Наконец, четверть этой толпы, следовавшей за гробом, была любителями сенсаций, прибывшими на похороны в жадном ожидании какого-нибудь скандальчика или происшествия, если уж не политического, то личного. В числе этих любителей сенсации была и литературная молодежь институтская. Эта публика оттеснила всех пастернаковских друзей от могилы, куда был опушен гроб.
Иль я не знаю, что, в потемки тычась,
Вовек не вышла к свету темнота,
И я — урод, и счастье сотен тысяч
Не ближе мне пустого счастья ста.
Было в нем что-то от эйнштейновского глубокого равнодушия к людям, известного правила писать рекомендательные письма всем, кто обращался к Эйнштейну.
Похвалы Пастернака были всегда неумеренны, но истинный восторг испытывал он, лишь перечитывая собственные стихи.
Автографы, фотографии, книги дарились часто случайным людям, и Пастернак не давал себе труда разобраться, кто достоин его подарка, а кто — нет.
Когда актер Ливанов усомнился в философской ценности «Доктора Живаго», Б. Л. чуть не поссорился с ним и отказал ему от дома. Я ставил этот роман высоко, писал большие разборы, хвалил напропалую, но речь рабочих в романе казалась мне лубком. Это было сказано вскользь, в большом письме, а Пастернак это запомнил, подчеркнул, что «упорствует в своих ошибках».
Может быть, было не равнодушие, а желание как можно больше «посеять».
Угнетающее впечатление производила манера хвалить в лицо и ругать за глаза. Луговскому, которого Пастернак не считал поэтом, в лицо Б. Л. говорил только комплименты, общие фразы.
В автобиографии (второй) при перечислении (в конце) поэтов, которых Пастернак считает достойными этого звания, встречаются фамилии Симонова и Мартынова, которых не было в первоначальном тексте автобиографии и которые внесены «по просьбе знакомых» (?).
До нашей личной встречи я считал его богом, пророком, по крайней мере. Ни богом, ни пророком он не был.

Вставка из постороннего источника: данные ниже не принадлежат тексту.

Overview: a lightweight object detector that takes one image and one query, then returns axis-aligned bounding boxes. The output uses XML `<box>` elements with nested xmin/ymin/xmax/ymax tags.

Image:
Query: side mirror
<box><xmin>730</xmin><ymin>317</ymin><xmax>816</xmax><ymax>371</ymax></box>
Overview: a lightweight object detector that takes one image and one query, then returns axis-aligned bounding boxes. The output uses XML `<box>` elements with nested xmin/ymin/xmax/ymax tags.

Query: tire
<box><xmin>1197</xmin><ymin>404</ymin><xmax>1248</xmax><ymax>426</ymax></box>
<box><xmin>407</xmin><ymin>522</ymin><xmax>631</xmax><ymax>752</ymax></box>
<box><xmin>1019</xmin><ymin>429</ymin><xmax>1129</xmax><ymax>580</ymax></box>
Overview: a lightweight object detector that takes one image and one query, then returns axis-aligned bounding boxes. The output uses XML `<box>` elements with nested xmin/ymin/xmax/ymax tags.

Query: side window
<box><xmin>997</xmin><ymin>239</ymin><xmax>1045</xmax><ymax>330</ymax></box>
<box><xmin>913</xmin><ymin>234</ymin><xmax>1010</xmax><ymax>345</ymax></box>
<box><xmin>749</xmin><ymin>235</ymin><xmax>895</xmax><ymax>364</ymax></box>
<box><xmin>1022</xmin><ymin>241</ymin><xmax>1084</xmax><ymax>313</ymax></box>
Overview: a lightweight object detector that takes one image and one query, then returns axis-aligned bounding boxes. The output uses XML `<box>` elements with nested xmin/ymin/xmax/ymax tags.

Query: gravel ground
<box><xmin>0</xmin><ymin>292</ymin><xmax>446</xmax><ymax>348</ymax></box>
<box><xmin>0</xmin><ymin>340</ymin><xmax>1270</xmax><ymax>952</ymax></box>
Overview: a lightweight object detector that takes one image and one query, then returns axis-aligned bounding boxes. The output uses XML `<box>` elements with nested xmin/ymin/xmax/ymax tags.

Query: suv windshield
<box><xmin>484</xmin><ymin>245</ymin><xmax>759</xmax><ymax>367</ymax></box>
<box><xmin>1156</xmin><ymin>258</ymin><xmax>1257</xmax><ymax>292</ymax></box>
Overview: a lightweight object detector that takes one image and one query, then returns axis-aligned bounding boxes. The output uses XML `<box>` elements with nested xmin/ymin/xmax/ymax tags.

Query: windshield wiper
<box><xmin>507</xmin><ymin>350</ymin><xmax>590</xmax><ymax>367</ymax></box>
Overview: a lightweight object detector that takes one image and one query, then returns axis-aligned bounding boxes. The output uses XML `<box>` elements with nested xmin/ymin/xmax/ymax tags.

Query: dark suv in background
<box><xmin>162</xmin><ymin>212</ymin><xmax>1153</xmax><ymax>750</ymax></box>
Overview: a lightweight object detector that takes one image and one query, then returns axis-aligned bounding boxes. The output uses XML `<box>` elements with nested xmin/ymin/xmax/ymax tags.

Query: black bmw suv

Вокруг него всегда был закручен комок чьих-то личных интриг.
«Вас будут печатать тогда, когда меня будут свободно печатать». Он не то что не хотел сделать что-нибудь для другого, а не умел, не знал, как подступить, кому написать. И, как Эйнштейн, писал «по просьбе».
Б. Л. написал в Литературный институт, что я могу заменить его по части лекций в институте — все это было несерьезно, по-ребячески.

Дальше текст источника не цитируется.